Basically; XHTML2 is a dud, and has no support whatsoever from any major browsers.

*cries*

Why, oh why, are they turning away from a good thing, and moving back to the mess that already is HTML.

Because XML sucks for web publishing?

And you may have missed that one of the goals of the working group is to standardize failure (standardize error conditions and handling across implementations, which is the biggest issue in HTML)

@Hitsuji said:

And the whole idea of HTML 5.0 being backwards compatable is a bit of a joke. If someone wants features from a previous version of HTML, then change the doctype.

It's not about features, it's about migration of existig content...

asuffield

@masklinn said:

It's not about features, it's about migration of existig content...

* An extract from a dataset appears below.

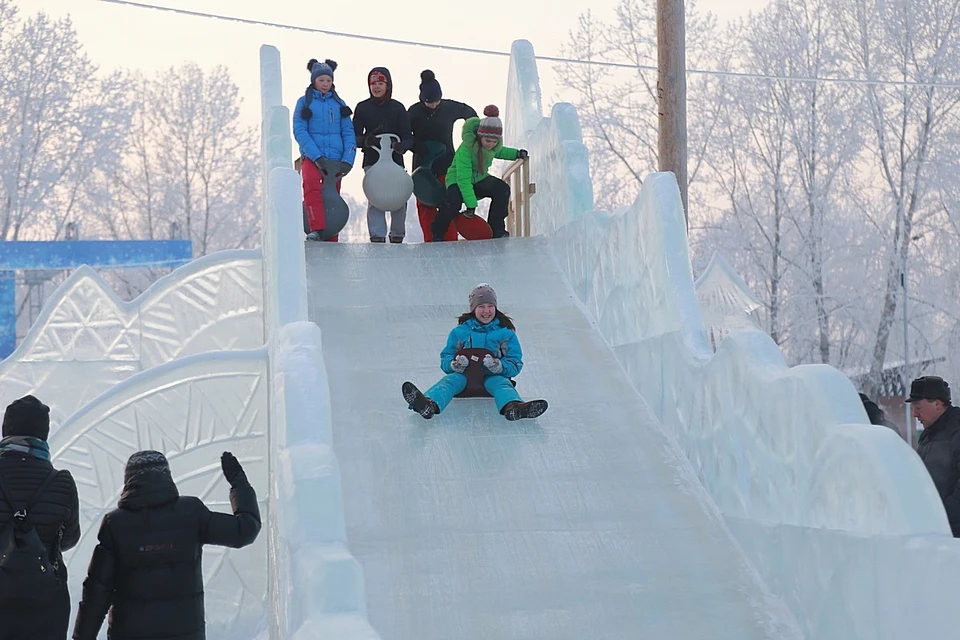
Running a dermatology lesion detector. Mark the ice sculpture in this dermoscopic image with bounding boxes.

Nobody cares about old content when you can hire a bunch of college morons to type it all in again for you. It's about migration of existing morons.

Ice__Heat

At least XHTML looks nice.

dhromed

@Ice^^Heat said:

At least XHTML looks nice.

(X)(H)TML looks nice because I set pretty syntax colouring in my editor.

The language is a dog.

woof

@masklinn said:

@joost /**/ said:
A very useful feature of XHTML over HTML is that you can use any XML parser to generate or process it. It removes a great deal of frustration in working with PHP - I can let the XML parser generate correct XHTML for me and I can have text be automatically escaped.
[... invalid XHTML snipped ...]

Use a real language with real screen scraping libraries (e.g. BeautifulSoup in Python or hpricot in Ruby), problem solved.

Can you define 'realness' when it comes to programming/scripting languages? Because I think PHP is a real language, just not an exceptionally pretty or powerful language. And of course, I can think of numerous technical reasons (not in the least libraries) to not use PHP, but the reality is that many web apps are written in PHP, and that not many of those that do the programming get to do the platform choosing.

These super-lenient HTML parsers, I would only use them if I don't have control over the validity of the original markup, because that's where the problem really lies. In every other case, generating invalid XML and then parsing around all the errors is crazy.